Английские и французские газеты твердят, что Россия желает покорить Константинополь, и за это натравливают на нее общественное мнение; пусть так: но следует иметь в виду, что эти амбициозные планы не имеют ничего общего с реальной политикой русского правительства. ‹…› Завоевание Константинополя для России то же, что для нас империя Наполеона. Это вовсе не цель практической, действенной политики.

Вплоть до Крымской войны подобные взвешенные суждения были достаточно близки к реальности, однако репутация оказывалась сильнее, отчего и становилось возможным поверить в подлинность такой явной мистификации, как брошюра о «Галльской конфедерации» (о которой рассказано в главе четырнадцатой). Репутации способны заслонить реальность, и бороться с ними едва ли не труднее, чем с реальными явлениями. Поэтому в умах русского императора и некоторых его приближенных продолжало жить представление об опасных французах, у которых даже бородки пропитаны революционным ядом, а в умах европейских публицистов сохранялось представление о России как постоянном источнике военной угрозы. Впрочем, эту свою репутацию Россия подтвердила и в 1849 году, когда помогла Австрии подавить Венгерское восстание, и в 1853 году, когда вступила в Крымскую войну. Недаром в 1855 году брошюра о «Галльской конфедерации» внезапно снова стала актуальной, и кто-то сделал ее рукописную копию, в которой, по сообщению библиографа Маршана, указал, что брошюра эта «оскорбляет разом все интересы и все партии и попирает чувства политические, религиозные, национальные, индивидуальные и коллективные». Хотя до раздела Франции в Крымскую войну дело не дошло и дойти не могло, жизнь тем не менее выдвинула аргументы в пользу подлинности памфлета об агрессивной России. Российская империя сама повела себя в соответствии со своей – к сожалению, весьма нелестной – репутацией.
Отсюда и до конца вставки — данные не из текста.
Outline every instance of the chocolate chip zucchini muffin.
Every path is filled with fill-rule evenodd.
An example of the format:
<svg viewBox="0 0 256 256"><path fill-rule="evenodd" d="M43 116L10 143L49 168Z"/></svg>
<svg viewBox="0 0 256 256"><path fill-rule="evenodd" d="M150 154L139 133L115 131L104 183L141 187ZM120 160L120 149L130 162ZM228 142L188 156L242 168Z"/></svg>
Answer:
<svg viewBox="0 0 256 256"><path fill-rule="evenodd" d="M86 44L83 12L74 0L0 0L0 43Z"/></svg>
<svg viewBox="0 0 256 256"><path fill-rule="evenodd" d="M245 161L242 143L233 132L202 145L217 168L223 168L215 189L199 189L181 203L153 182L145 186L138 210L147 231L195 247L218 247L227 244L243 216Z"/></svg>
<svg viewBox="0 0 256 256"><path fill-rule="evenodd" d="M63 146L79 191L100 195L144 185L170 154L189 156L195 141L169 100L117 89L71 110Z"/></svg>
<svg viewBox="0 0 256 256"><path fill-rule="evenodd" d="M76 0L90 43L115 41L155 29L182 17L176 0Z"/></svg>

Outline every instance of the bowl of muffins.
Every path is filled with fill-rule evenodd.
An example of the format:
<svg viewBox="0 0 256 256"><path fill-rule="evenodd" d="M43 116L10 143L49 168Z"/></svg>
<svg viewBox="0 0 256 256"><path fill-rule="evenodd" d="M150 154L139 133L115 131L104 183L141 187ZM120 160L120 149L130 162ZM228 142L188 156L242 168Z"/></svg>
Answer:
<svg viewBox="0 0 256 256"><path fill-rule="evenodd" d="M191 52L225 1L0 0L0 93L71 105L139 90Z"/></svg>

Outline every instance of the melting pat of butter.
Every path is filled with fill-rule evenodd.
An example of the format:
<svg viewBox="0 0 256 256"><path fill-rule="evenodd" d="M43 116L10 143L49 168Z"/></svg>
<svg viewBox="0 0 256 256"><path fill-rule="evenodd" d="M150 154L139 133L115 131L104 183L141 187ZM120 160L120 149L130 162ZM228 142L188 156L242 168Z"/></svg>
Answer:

Для реабилитации России в глазах французов должно было пройти двадцать с лишним лет; должен был появиться дипломат по имени Мельхиор де Вогюэ, который, прожив пять лет в Петербурге и женившись на русской фрейлине, написал целый ряд статей о русских романистах (Тургеневе, Толстом, Достоевском), рассказал соотечественникам о русской душе и русской духовности и ввел в моду русский роман, а вместе с ним и Россию. А еще через несколько лет, в 1891–1892 годах, Россия и Франция заключили военно-политический союз, который продлился до 1917 года. Но это уже, как говорится, совсем другая история.